À chaque année, lorsque je visite le Salon du livre de Montréal, j’en ressors le plus souvent étourdi mais les mains vides. Trop de choix tue le choix, j’imagine. Cette fois, j’ai eu plus de bonheur. Non seulement y ai-je acheté deux livres mais en plus, deux romans d’auteurs québécois, chose rare dans mon cas. J’avoue, à ma courte honte, lire peu de romans d’ici.

Le premier, Javotte, était déjà dans ma liste d’attente. Le sujet du livre en lui-même (un conte de fées inversé) et quelques critiques plutôt élogieuses lues récemment avaient éveillé mon intérêt. Belle rencontre.

Quant au deuxième, il est le résultat d’un pur hasard. Je n’avais jamais entendu parler de l’auteur, Marie-Renée Lavoie. Le rabat de la quatrième de couverture m’apprends que son roman précédent, le premier, La petite et le vieux a connu « un vif succès, autant critique que populaire ». Il a notamment remporté le « combat des livres 2012 » organisé par la radio de Radio-Canada.

Pas besoin d’être devin pour prédire un destin semblable à la nouvelle proposition de Marie-Renée Lavoie, Le syndrome de la vis, qui décrit le mal de vivre d’une enseignante de niveau collégial.

Car oui, Josée est au bout du rouleau. Elle peine à éviter le naufrage complet auquel sa vie semble la destiner. Ne vient-elle pas justement de sauter à pieds joints sur le cellulaire d’un étudiant dont l’attitude l’excédait?

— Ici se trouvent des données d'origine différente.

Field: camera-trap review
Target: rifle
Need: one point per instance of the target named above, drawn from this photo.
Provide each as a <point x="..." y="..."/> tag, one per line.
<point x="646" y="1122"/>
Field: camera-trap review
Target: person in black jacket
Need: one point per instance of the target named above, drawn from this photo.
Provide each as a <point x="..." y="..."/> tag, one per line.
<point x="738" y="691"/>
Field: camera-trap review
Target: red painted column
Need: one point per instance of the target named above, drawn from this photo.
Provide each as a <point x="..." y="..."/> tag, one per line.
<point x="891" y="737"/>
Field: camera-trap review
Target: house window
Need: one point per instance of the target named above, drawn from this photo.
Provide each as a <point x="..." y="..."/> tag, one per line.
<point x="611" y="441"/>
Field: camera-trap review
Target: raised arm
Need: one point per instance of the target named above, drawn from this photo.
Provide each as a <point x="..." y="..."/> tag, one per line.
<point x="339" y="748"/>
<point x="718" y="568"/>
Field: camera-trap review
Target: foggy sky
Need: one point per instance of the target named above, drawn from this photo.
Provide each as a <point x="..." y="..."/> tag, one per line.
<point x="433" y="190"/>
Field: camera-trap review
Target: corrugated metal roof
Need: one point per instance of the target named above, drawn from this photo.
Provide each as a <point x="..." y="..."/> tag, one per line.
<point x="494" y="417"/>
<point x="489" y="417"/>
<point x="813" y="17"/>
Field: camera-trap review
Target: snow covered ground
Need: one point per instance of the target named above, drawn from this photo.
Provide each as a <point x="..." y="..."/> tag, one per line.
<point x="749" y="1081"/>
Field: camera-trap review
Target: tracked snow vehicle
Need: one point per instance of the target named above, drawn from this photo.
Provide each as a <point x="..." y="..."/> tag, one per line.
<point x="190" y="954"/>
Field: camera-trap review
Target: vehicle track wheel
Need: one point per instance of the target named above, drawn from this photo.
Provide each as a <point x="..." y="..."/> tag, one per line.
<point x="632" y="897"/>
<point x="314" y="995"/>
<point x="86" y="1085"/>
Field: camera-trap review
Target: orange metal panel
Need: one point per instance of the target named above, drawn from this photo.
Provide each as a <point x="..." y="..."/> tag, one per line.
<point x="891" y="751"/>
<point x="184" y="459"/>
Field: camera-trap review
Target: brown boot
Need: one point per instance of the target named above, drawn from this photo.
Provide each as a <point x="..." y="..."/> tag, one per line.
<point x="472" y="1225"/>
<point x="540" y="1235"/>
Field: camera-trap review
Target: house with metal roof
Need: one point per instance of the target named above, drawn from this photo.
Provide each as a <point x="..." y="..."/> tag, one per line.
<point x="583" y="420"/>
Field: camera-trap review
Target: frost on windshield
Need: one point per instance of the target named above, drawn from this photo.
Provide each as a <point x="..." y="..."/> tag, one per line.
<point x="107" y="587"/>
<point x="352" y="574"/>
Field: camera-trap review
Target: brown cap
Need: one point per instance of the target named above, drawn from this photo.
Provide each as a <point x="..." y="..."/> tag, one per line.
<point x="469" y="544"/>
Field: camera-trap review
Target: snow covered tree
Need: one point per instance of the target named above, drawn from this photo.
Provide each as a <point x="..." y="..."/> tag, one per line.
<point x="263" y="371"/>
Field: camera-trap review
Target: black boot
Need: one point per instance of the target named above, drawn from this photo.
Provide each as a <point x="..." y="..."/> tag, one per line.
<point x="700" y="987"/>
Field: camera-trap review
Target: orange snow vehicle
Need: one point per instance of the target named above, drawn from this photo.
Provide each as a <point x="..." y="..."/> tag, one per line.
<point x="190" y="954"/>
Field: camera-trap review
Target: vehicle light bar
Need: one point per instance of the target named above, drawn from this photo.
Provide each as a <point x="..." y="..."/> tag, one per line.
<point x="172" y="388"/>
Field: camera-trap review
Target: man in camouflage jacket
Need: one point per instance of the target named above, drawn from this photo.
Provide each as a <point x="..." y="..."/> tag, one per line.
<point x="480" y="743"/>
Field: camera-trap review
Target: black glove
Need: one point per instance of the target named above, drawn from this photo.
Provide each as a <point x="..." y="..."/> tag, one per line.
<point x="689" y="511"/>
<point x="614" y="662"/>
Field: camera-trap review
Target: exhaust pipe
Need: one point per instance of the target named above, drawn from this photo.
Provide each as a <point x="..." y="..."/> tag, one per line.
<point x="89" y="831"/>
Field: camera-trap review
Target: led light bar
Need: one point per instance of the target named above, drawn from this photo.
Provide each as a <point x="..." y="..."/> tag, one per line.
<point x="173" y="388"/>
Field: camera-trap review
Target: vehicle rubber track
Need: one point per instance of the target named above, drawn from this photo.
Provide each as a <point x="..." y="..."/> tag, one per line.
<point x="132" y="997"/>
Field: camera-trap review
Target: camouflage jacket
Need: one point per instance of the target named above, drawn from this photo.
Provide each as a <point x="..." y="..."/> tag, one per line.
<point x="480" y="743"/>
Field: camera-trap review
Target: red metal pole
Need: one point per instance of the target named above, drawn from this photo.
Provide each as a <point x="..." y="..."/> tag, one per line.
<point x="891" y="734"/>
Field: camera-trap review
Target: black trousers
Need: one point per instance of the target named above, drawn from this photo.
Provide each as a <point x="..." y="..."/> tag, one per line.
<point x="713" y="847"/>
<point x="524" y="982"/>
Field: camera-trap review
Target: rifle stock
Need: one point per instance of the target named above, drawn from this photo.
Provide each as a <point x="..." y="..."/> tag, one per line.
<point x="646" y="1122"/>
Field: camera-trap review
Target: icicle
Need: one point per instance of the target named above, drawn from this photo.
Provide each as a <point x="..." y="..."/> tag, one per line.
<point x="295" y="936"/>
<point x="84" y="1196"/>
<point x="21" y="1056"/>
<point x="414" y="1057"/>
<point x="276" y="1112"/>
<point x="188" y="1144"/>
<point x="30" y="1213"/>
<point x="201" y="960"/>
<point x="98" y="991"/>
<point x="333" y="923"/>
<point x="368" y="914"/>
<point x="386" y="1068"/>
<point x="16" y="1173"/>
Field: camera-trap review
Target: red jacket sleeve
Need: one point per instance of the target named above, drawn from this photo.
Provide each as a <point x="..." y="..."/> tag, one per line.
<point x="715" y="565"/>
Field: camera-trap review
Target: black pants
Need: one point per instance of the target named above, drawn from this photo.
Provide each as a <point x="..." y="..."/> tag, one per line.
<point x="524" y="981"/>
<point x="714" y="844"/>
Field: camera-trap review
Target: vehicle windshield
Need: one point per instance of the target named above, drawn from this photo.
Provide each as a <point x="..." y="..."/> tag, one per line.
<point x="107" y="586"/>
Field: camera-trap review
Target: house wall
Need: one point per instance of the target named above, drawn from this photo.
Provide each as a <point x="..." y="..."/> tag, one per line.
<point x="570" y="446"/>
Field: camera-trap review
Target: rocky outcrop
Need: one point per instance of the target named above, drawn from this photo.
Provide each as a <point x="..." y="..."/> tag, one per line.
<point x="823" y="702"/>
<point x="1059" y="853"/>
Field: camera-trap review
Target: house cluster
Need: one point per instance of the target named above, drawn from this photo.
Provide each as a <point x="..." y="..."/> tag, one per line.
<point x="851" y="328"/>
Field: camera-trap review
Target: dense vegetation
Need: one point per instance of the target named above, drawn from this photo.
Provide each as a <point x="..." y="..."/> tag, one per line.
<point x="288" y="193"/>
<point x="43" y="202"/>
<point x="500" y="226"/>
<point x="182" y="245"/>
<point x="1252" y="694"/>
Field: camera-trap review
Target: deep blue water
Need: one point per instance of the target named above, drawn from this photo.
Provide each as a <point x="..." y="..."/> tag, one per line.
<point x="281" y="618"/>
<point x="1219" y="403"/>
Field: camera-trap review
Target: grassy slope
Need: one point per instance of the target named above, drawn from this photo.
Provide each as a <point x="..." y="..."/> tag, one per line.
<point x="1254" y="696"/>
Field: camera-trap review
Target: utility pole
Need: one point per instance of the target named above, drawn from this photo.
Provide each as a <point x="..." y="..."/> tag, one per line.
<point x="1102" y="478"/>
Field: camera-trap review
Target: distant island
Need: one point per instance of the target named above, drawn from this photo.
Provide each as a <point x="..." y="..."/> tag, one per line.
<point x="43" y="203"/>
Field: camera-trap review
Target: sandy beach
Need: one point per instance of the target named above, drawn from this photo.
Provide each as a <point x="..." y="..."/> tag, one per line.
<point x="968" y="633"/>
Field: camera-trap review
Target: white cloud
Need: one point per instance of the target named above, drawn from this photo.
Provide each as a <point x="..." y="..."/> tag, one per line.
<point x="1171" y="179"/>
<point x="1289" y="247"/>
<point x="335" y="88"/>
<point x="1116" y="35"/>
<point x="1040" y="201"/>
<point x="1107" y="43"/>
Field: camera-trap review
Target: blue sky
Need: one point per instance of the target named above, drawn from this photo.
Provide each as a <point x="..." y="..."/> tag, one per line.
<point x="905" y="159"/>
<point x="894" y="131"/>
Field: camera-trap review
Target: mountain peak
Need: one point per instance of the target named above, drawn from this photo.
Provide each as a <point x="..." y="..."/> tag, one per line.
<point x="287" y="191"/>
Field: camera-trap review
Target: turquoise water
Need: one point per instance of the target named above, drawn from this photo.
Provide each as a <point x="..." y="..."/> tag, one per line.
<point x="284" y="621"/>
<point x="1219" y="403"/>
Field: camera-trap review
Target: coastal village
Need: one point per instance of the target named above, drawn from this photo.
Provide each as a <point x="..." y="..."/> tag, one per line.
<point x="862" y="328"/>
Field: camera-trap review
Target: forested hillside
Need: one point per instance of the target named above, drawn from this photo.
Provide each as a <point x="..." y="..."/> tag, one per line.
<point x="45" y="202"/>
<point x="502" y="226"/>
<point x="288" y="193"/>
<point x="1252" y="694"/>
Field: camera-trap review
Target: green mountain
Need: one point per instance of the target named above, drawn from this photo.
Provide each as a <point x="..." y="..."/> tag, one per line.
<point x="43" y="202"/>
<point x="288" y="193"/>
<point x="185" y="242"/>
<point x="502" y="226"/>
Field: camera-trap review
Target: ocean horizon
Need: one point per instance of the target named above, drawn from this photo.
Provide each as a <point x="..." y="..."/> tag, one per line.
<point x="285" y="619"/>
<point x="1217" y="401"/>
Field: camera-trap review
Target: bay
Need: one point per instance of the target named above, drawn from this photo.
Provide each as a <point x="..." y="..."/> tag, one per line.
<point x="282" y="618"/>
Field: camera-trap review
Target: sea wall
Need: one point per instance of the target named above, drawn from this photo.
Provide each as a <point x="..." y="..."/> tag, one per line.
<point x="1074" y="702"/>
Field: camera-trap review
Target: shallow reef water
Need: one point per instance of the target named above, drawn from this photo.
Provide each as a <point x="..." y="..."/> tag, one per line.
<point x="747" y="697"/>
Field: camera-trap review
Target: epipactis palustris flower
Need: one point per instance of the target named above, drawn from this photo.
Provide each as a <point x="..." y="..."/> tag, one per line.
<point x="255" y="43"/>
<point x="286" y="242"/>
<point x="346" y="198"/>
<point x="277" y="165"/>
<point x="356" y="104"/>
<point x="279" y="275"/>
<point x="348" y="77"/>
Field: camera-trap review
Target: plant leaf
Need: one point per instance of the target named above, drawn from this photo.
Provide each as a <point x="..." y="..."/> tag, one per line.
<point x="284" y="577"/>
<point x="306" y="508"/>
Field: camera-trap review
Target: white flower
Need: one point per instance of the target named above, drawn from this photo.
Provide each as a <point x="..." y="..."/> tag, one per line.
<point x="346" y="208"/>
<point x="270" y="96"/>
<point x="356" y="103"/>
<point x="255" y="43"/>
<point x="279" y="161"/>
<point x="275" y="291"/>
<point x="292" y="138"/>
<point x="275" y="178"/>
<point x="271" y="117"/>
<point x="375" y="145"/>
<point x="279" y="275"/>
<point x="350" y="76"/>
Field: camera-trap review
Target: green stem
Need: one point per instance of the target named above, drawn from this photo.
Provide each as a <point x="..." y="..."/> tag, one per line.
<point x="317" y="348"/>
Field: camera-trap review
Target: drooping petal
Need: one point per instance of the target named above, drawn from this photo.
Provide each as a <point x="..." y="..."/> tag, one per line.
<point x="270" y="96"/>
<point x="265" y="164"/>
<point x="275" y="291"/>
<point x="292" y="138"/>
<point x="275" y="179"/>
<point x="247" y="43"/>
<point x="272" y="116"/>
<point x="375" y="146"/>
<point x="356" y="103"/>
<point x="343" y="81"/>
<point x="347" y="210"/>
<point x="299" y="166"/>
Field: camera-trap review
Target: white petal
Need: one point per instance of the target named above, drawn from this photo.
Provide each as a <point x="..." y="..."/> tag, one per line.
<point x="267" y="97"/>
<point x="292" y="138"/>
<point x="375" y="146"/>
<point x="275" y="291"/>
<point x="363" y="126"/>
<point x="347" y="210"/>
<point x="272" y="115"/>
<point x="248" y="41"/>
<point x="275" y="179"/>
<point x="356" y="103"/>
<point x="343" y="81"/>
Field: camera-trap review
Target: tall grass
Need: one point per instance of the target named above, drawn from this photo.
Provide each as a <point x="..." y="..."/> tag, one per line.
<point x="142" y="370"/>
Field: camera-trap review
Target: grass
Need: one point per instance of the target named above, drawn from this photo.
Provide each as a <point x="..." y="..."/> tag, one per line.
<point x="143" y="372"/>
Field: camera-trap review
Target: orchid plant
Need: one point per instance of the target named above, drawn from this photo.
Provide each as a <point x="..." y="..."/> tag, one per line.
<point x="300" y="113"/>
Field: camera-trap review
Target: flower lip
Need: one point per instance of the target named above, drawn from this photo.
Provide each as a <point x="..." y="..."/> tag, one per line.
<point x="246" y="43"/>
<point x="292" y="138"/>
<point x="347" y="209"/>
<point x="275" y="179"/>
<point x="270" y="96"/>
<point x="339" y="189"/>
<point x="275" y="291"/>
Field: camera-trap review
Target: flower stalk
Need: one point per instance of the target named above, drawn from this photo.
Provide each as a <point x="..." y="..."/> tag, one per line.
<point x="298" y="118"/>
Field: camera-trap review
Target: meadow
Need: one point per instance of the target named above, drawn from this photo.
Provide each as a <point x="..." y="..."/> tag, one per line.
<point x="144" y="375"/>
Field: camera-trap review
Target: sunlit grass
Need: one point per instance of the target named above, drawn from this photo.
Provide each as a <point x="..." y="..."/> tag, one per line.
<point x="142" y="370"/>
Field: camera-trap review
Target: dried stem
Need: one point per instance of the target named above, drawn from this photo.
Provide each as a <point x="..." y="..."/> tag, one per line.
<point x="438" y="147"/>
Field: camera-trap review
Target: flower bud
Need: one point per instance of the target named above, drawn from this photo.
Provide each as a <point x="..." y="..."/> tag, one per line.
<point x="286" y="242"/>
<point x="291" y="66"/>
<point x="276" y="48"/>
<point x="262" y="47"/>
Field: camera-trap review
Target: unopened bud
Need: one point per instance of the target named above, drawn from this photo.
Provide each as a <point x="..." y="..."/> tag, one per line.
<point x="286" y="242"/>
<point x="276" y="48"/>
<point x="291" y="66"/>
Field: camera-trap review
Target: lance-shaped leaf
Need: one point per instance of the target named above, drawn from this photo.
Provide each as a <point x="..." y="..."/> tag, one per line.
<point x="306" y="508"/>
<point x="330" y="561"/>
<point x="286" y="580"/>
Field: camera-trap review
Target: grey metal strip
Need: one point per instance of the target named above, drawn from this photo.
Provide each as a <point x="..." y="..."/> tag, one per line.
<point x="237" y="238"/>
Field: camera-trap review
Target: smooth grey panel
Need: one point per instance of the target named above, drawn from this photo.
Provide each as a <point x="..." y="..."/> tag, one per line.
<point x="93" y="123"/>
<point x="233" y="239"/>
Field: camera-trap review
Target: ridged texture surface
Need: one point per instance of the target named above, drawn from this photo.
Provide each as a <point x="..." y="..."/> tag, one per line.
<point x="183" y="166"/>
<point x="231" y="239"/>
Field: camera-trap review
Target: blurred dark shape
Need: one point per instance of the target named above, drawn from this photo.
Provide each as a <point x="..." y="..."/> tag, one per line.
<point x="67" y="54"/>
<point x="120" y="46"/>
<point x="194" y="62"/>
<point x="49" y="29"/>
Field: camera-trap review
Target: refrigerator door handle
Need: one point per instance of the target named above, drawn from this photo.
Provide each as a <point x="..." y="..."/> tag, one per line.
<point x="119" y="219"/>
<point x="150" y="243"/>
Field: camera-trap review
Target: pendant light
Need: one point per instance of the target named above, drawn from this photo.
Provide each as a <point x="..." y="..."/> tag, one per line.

— Ça faisait plusieurs fois qu’il se levait. Je ne sais pas combien de fois, ni pourquoi. Je pensais qu’il allait aux toilettes. Ça me déconcentrait totalement, je perdais le fil de ce que je disais, pis j’arrivais pas à me retrouver. Y me tombait tellement sur les nerfs, je l’aurais écorché vif. Y s’est encore levé. Quand y est passé à côté de moi, je l’ai arrêté pour lui demander où y s’en allait encore. Ma main tremblait.
(…)
— Y m’a regardée avec un sourire, très calmement, du genre « de quoi je me mêle». Ça devait s’entendre dans le son de ma voix que j’étais sur le bord de péter au frette. Son cellulaire a vibré, y l’a sorti, l’a levé à la hauteur de ses yeux, juste entre nous deux, comme une claque dans’face, pis y a lu le message… Ça l’a fait rire. Le message, ou moi, je sais pas. Peu importe. J’ai attrapé le cellulaire, je l’ai mis par terre pis je me suis mise à sauter dessus comme une folle. Comme une maudite folle… Je me suis arrêtée quand le cellulaire a été réduit en poudre. Ça faisait même plus crunch quand je pilais dessus. (p. 24)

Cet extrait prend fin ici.